Imbarazzante, poi, il punto in cui si giustifica la produzione di questa sostanza per sopperire al numero sempre crescente di popolazione nel mondo, come se la soluzione per sfamare il quasi miliardo di persone che soffrono la fame risiedesse nella commercializzazione di barattoli di Nutella o di merendine Mulino Bianco.
AIDEPI si dà definitivamente la zappa sui piedi quando fornisce i dati di produzione dell’olio di palma nel solo 2014: 70.105.000 tonnellate. Nel dossier viene ovviamente fatta menzione della presenza dell’inesistente mercato sostenibile dell’olio di palma e della certificazione RSPO, biotruffa delle multinazionali con la supervisione del Wwf, che abbiamo già largamente affrontato. Per approfondire la questione potete consultare gli articoli scritti in merito cliccando qui. Assodato che non esiste un mercato biologico o sostenibile dell’olio di palma, se anche la certificazione RSPO non rappresentasse una truffa, essa risulta aver coperto appena il 18% dei 70.105.000 tonnellate di olio prodotte nel 2014, proprio come orgogliosamente sottolineato da AIDEPI.rspo fuck
Le importazioni italiane e internazionali che ne fa uso potete verificarle consultando l’articolo: Olio di palma: nuove indagini e dati.
Il dossier AIDEPI si conclude sostenendo che l’olio di palma non faccia male alla salute, aspetto di cui sinceramente ci è sempre importato poco. Questo mercato va boicottato prima di tutto per la perdita di foreste, di specie animali (orango, rinoceronti, elefanti, solo per citarne alcune) e per l’oppressione subita dai popoli distanti ai nostri occhi che consumano in tutta tranquillità. AIDEPI comunque sostiene che gli acidi grassi saturi contenuti nell’olio di palma sono di poco inferiori a quelli del burro. Ma infatti, contrariamente a testate giornalistiche come, ad esempio, Il Fatto Alimentare, noi non abbiamo mai sostenuto la sostituzione di una sostanza che provoca sfruttamento animale con un’altra che ne provoca altrettanto.

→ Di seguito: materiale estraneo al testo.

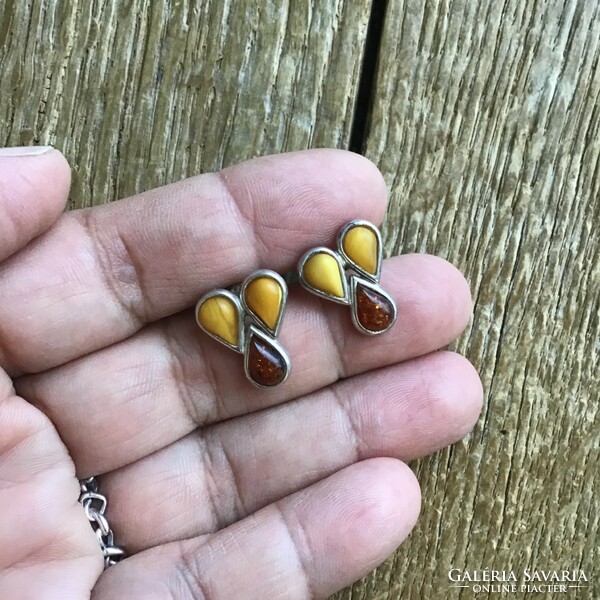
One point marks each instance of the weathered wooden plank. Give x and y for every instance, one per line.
x=144, y=92
x=486, y=125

L’unica ragione per cui l’industria alimentare difende l’impiego di olio di palma è puramente economica: il suo costo si aggira attorno ai 65 centesimi di dollaro per chilo di prodotto, in barba all’integrità ambientale, alla libertà degli animali e dei popoli e, se proprio volete sentirvelo dire, alla salute di (voi) consumatori. Fatevi una semplice domanda e vi parrà ancora più semplice la riposta: c’è da fidarsi di chi predica pensando solo al guadagno personale? A voi il resto.

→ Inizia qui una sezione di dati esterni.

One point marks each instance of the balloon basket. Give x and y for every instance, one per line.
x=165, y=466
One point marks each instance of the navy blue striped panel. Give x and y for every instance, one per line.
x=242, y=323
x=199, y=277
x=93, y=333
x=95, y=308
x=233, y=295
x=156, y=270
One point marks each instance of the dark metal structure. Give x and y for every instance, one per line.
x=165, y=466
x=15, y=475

In conclusione, le aziende sono in forte crisi e la stesura di questo dossier lo dimostra. La direzione da far prendere al mercato ora è solo nelle mani del singolo, che, attraverso una più spiccata consapevolezza e responsabilità, può seriamente minare le dinamiche industriali di sfruttamento. Il boicottaggio rappresenta l’arma nonviolenta più semplice e alla portata di tutti, che ognuno può mettere in pratica iniziando dai prodotti riportati nell’immagine che segue.

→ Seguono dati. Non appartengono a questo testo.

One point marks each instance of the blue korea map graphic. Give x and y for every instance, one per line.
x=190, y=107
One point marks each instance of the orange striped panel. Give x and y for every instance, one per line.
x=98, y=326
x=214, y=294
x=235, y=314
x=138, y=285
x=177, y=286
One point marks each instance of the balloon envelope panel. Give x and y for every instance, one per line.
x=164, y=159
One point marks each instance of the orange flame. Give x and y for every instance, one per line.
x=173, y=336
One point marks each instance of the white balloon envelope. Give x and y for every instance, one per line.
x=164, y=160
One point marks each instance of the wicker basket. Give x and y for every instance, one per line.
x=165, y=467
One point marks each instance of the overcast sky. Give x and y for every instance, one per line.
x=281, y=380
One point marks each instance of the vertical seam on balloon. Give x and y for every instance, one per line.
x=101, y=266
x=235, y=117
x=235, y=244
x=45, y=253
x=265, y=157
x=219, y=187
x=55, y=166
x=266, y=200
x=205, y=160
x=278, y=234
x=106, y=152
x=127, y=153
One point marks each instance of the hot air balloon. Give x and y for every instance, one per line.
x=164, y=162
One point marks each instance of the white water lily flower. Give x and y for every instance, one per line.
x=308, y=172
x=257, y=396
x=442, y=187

Volantino disponibile sul sito di Earth Riot (earthriot.org)

Volantino disponibile sul sito di Earth Riot (earthriot.org)

Ricordate che il dossier di AIDEPI è redatto da un’associazione che vuole proteggere i propri guadagni, mentre le informazioni fornite da Earth Riot sono il frutto di volontariato, del lavoro condotto da una realtà che si autofinanzia e che non ha alcuno scopo di lucro. Scegliete voi a chi dare credito.